Multi-sensor fusion for user matching and continuous tracking leveraging camera handover in surveillance systems
摘要
Traditional vision-based and wireless navigation systems limit visually impaired users due to occlusions, limited camera views, environmental interference, and signal blockage. Continuous tracking in non-overlapping multi-camera networks presents a key challenge in dynamic environments. This paper introduces CamTrack, a novel vision-assisted navigation framework designed to overcome these issues and provide enhanced mobility support for visually impaired individuals. CamTrack employs a novel sensor fusion methodology that unifies existing surveillance camera infrastructure with readily available smartphone sensors and radios, specifically the Inertial Measurement Unit (IMU) and Bluetooth Low Energy (BLE), enabling practical and scalable deployment. The system leverages object detection and deep learning person Re-identification to enable seamless, continuous, and unobtrusive user tracking across multi-camera zones. A key technical contribution is a predictive handover mechanism that utilizes IMU-derived velocity and orientation to anticipate user trajectories, thereby optimizing camera resource allocation, reducing computational overhead, and minimizing latency during transitions. To further enhance robustness, we introduce a camera-handover probability model. Real-world deployment in a smart campus environment validated CamTrack’s effectiveness and practicality in delivering robust, real-time assistive navigation.

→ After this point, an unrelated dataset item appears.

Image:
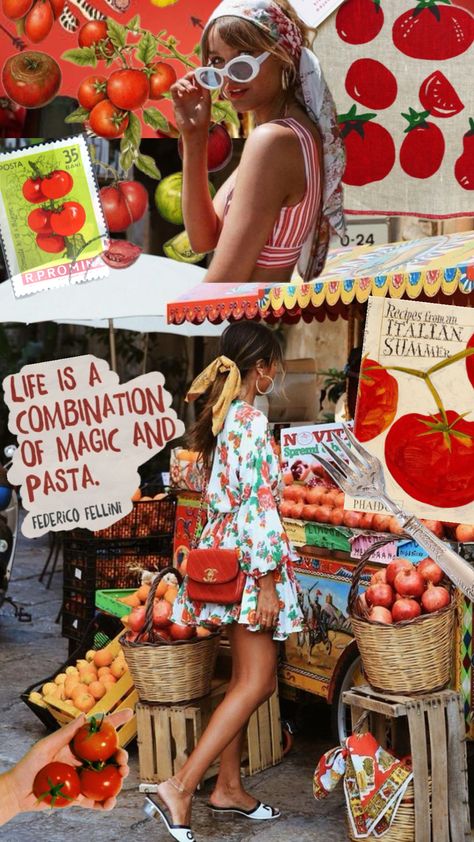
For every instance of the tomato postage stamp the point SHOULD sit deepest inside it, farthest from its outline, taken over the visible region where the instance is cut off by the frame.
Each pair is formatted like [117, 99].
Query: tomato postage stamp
[51, 223]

The analysis of the handover model showed that success rates are lower in sparse camera areas and negatively affected by time spent outside coverage. Quantitative evaluation shows that increasing the number of active cameras from six to nine improves tracking success probability by up to 39% in sparse coverage zones and 13% in dense zones, though at the cost of higher resource utilization. This measurable trade-off highlights how CamTrack enables administrators to balance tracking continuity against deployment cost. It also highlighted the impact of the handover expiry timer on success probability. CamTrack’s use of existing infrastructure offers a scalable and cost-effective solution for smart environments, enhancing accessible navigation.